Subquadratic Algorithms and Hardness for Attention with Any Temperature
Shreya Gupta, Boyang Huang, Barna Saha, Yinzhan Xu, Christopher Ye
TL;DR
The paper addresses how attention in Transformers can be computed faster than the standard quadratic time barrier for a broad range of temperatures and head dimensions. It introduces a subquadratic algorithm for constant head dimension by removing irrelevant keys, approximating the exponential via low-degree polynomials on a bounded interval, and employing simplex range-searching in higher dimensions, achieving $\tilde{O}(n^{2-1/d})$ time (with polylog factors in $B$ and $1/\varepsilon$).
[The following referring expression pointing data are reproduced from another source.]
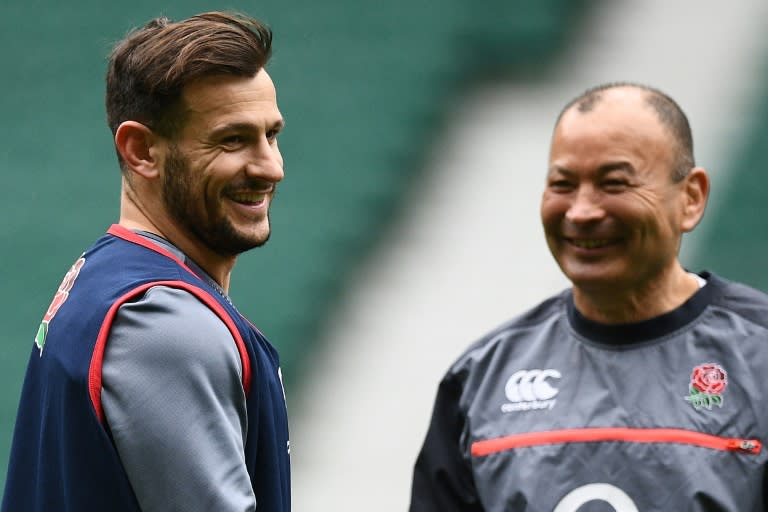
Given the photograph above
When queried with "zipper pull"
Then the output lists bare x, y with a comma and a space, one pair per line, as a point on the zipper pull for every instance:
745, 445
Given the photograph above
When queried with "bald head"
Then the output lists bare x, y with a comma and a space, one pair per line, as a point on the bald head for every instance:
668, 112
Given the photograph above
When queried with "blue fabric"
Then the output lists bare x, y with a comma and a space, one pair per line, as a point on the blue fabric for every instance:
62, 457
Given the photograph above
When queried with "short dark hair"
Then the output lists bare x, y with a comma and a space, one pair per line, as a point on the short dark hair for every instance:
668, 111
149, 68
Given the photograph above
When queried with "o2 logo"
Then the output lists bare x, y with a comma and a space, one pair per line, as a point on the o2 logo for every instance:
613, 496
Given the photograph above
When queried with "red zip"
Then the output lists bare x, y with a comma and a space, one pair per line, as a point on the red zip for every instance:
629, 435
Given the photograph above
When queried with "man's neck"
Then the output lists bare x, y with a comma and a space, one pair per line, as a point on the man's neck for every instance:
620, 305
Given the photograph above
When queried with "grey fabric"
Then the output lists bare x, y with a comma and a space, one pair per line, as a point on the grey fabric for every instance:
175, 405
632, 377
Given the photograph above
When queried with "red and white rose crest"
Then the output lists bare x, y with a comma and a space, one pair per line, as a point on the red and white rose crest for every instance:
708, 383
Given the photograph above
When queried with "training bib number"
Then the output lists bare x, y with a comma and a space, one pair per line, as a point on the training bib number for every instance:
611, 495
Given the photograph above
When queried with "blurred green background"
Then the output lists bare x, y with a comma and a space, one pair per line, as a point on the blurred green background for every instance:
363, 85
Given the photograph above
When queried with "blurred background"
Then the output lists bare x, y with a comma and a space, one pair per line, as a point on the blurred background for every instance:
407, 225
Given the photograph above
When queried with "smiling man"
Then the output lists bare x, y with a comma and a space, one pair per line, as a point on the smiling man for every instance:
640, 388
146, 389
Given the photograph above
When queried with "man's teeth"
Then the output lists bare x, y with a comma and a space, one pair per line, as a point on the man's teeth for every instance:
248, 197
590, 244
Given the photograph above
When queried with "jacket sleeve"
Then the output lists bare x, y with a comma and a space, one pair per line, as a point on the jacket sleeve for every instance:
175, 405
442, 477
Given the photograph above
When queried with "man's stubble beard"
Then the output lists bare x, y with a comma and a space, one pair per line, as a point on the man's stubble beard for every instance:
212, 228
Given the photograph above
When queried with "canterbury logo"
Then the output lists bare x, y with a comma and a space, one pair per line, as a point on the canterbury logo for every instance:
530, 389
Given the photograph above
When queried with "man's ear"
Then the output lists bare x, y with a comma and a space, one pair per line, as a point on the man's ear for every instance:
138, 145
696, 192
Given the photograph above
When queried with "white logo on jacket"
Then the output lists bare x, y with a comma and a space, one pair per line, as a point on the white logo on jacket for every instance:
530, 390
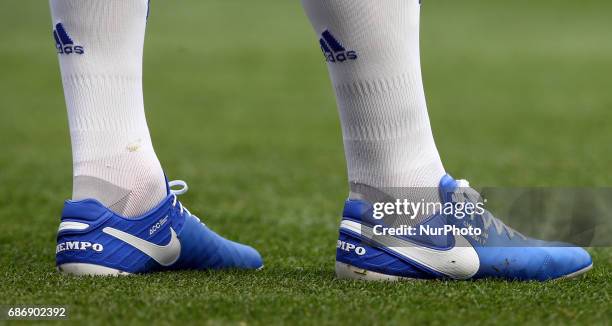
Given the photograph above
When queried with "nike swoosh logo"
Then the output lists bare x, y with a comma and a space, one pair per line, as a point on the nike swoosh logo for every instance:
460, 262
164, 255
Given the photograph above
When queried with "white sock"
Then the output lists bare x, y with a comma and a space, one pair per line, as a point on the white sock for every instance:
100, 46
372, 50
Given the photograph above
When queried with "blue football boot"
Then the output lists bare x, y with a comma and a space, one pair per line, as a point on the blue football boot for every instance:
92, 240
366, 249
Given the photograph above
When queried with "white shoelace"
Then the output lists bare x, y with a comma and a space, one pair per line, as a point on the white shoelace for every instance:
487, 218
177, 192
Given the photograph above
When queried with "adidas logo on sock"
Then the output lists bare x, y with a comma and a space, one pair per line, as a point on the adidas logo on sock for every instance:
333, 50
64, 43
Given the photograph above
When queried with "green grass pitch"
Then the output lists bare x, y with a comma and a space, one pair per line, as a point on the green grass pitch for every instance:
240, 106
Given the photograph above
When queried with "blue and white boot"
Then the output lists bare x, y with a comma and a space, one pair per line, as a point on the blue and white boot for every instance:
92, 240
498, 252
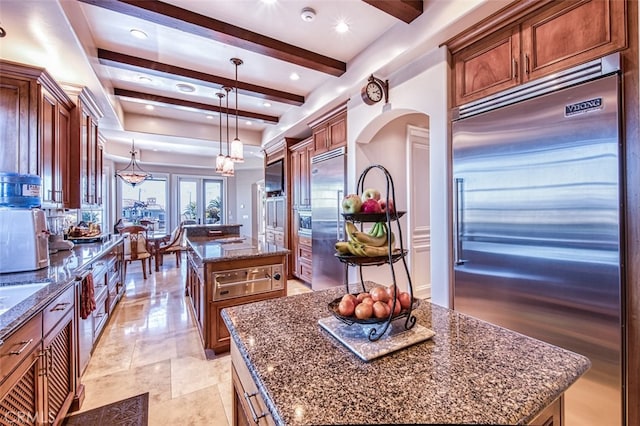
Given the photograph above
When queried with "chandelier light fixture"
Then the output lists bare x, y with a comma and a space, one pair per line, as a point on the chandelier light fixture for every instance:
133, 173
227, 168
220, 157
237, 155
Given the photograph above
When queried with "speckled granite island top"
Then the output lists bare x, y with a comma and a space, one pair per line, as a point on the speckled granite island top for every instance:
61, 273
232, 247
469, 372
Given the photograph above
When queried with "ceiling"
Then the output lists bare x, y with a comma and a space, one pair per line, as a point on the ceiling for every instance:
190, 44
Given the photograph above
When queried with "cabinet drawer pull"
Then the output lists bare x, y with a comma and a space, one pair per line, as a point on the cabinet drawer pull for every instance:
25, 344
60, 306
254, 415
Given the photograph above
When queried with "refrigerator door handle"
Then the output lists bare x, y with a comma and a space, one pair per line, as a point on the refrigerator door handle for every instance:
340, 221
457, 222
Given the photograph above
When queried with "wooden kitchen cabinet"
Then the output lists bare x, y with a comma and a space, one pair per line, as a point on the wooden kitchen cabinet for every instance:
301, 154
275, 220
39, 360
86, 159
520, 44
330, 132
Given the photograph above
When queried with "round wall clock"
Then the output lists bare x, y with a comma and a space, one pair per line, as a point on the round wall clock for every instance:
374, 91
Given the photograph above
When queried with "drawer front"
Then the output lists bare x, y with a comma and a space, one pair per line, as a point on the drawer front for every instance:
19, 345
305, 241
57, 309
305, 253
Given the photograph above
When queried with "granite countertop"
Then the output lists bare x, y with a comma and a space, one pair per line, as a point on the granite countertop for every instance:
61, 273
469, 372
232, 247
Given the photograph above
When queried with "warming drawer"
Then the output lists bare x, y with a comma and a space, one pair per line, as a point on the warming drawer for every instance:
247, 281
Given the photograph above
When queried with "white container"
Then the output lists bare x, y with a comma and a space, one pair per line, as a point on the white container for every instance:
24, 240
It extends to low-rank cases and derives a subquadratic gradient computation, enabling faster end-to-end training in this regime. Complementarily, the work proves conditional lower bounds: under SETH, Attention requires $n^{2-o(1)}$ time even for $d = 2^{\Omega(\log^* n)}$ and polynomial $B$, and for large $d = \mathrm{poly}(n)$, the standard algorithm is near-optimal via generalized OV hypotheses. Together, these results delineate the precise trade-offs between head dimension, entry size, and temperature that govern the feasibility of truly subquadratic Attention.
Abstract
Despite the popularity of the Transformer architecture, the standard algorithm for computing Attention suffers from quadratic time complexity in context length $n$. Alman and Song [NeurIPS 2023] showed that when the head dimension $d = Θ(\log n)$, subquadratic Attention is possible if and only if the inputs have small entries bounded by $B = o(\sqrt{\log n})$ in absolute values, under the Strong Exponential Time Hypothesis ($\mathsf{SETH}$). Equivalently, subquadratic Attention is possible if and only if the softmax is applied with high temperature for $d=Θ(\log n)$. Running times of these algorithms depend exponentially on $B$ and thus they do not lead to even a polynomial-time algorithm outside the specific range of $B$. This naturally leads to the question: when can Attention be computed efficiently without strong assumptions on temperature? Are there fast attention algorithms that scale polylogarithmically with entry size $B$? In this work, we resolve this question and characterize when fast Attention for arbitrary temperatures is possible. First, for all constant $d = O(1)$, we give the first subquadratic $\tilde{O}(n^{2 - 1/d} \cdot \mathrm{polylog}(B))$ time algorithm for Attention with large $B$. Our result holds even for matrices with large head dimension if they have low rank. In this regime, we also give a similar running time for Attention gradient computation, and therefore for the full LLM training process. Furthermore, we show that any substantial improvement on our algorithm is unlikely. In particular, we show that even when $d = 2^{Θ(\log^* n)}$, Attention requires $n^{2 - o(1)}$ time under $\mathsf{SETH}$. Finally, in the regime where $d = \mathrm{poly}(n)$, we show that the standard algorithm is optimal under popular fine-grained complexity assumptions.